La Nappi risponde dedicando una squirtata (in faccia) al Fusaro e il Fusaro scrive che lo squirtaggio sarebbe “emblema della società dello spettacolo e della pornografia del capitalismo postborghese“. Fiumi di parole per dire una cosa sostanziale: una pornostar ha da fare la pornostar e deve evitare di filosofeggiare, qualunque sia l’argomento che le piace trattare. Un tal Riccardo, tra i commenti al post di Fusaro, sostiene che non varrebbe la pena rispondere a una “prostituta“.

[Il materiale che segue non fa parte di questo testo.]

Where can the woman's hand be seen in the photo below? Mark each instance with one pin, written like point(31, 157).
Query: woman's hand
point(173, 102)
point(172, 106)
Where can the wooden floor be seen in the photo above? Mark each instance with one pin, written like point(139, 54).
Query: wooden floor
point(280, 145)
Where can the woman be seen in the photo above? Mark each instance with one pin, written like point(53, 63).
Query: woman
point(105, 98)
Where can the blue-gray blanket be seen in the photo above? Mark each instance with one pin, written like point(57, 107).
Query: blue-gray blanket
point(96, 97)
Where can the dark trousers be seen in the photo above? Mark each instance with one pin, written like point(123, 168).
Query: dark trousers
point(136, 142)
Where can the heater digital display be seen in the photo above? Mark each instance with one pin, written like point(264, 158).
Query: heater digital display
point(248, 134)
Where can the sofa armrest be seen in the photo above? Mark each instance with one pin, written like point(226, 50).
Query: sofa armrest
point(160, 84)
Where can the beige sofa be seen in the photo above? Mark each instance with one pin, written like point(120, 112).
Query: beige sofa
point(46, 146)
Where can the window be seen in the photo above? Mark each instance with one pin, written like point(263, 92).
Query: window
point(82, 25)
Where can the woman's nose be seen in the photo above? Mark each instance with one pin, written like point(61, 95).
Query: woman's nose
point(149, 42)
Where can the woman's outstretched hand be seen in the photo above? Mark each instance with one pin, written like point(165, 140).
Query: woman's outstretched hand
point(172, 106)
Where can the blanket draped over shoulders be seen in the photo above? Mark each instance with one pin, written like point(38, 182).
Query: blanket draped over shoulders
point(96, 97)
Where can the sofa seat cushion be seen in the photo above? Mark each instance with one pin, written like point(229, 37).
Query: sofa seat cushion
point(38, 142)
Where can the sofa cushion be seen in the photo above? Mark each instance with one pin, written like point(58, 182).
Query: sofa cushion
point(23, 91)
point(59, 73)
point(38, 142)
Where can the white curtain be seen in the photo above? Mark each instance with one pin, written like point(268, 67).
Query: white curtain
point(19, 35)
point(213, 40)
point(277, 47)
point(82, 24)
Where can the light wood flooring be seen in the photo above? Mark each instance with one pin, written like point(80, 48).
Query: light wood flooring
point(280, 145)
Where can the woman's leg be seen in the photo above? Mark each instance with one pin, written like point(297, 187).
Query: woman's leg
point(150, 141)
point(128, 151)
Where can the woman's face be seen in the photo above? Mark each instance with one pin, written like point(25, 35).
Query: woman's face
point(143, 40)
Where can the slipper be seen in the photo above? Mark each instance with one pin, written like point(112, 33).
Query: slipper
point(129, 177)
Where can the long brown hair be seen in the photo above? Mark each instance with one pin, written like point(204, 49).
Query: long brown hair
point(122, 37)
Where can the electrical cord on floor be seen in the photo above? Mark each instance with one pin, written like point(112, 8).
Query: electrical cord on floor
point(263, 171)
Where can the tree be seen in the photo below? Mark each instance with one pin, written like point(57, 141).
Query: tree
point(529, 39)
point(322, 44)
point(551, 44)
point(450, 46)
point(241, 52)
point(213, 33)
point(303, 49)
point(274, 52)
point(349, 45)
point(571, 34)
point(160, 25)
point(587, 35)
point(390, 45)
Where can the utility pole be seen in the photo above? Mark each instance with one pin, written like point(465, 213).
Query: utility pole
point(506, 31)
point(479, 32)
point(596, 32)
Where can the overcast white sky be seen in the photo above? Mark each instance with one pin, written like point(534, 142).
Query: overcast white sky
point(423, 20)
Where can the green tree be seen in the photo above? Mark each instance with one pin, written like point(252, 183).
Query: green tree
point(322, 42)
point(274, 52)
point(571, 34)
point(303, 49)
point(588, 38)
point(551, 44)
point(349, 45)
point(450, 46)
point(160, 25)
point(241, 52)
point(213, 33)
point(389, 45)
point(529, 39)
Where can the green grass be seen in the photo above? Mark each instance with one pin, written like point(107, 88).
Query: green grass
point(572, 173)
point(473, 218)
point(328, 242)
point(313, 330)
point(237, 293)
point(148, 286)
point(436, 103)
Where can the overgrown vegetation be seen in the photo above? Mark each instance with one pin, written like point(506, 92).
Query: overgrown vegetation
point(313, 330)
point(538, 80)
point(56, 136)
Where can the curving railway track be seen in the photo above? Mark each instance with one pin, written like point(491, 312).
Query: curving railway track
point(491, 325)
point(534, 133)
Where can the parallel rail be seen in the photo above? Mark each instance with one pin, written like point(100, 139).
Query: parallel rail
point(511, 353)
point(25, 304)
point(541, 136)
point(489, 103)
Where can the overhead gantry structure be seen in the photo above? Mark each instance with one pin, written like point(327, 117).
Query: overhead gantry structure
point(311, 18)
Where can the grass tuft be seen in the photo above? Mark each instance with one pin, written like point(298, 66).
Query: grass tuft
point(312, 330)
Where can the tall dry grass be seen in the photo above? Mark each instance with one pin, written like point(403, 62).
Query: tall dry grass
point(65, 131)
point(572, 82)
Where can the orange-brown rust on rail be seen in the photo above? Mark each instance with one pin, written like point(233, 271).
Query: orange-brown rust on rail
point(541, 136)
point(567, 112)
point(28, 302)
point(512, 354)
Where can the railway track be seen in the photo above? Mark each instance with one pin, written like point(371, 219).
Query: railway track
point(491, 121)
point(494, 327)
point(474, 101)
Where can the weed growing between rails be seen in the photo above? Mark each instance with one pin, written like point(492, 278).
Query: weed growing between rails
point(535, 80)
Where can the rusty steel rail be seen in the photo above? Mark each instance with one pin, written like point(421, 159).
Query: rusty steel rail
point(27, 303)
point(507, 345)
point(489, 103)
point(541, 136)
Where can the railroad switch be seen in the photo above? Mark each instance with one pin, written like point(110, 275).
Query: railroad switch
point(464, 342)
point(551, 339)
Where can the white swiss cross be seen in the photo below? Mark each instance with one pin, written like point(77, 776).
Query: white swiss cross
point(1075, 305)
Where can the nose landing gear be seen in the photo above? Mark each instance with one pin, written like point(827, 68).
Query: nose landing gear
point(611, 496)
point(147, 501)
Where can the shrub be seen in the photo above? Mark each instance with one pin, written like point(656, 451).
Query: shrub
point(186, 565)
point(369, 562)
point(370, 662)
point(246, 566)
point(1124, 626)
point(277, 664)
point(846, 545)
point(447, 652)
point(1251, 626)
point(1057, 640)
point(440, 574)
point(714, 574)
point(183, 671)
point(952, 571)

Tutto ciò dopo che Fusaro scrive che vedere la pornostar come l’emblema dell’emancipazione delle donne è più o meno una cosa brutta brutta (e qui mi sembra di rileggere talune femministe radicali che pronunciano l’antipornografia con lo stesso piglio di Andrea Dworkin). Da Libernazione partecipa Capriccioli che parla di maschilismo pur non essendo, da quel che leggo, d’accordo con nessuno dei due. Riferisce Il Giornale, con il solito piglio finto/antimoralista, che passa in difesa della Nappi a partire da una posizione sessista. Ce n’è per tutti, dunque, e il fatto è che detta così non ci si capisce molto. Io tenterei di fare una sintesi che mi è più comprensibile. Che esista, oggi, una destra anticapitalista, ovvero quella socialnazionalista che in nome di un “né rossi né neri ma liberi pensieri” va in giro a distribuire pagnotte ai poveri e scende in piazza tentando di rubare la rappresentanza di movimenti di lotta per la casa, per il diritto al reddito, per il lavoro, è un fatto più che acclarato. Basta solo guardare certe piazze forconiane, con tanto di cartelli dedicati alla famiglia, slogan razzisti, antiabortisti e omofobi e varie ed eventuali che tenderebbero a sfruttare povertà e sete di lavoro per realizzare correnti politiche che, a parole, sembrerebbero più di sinistra della stessa sinistra.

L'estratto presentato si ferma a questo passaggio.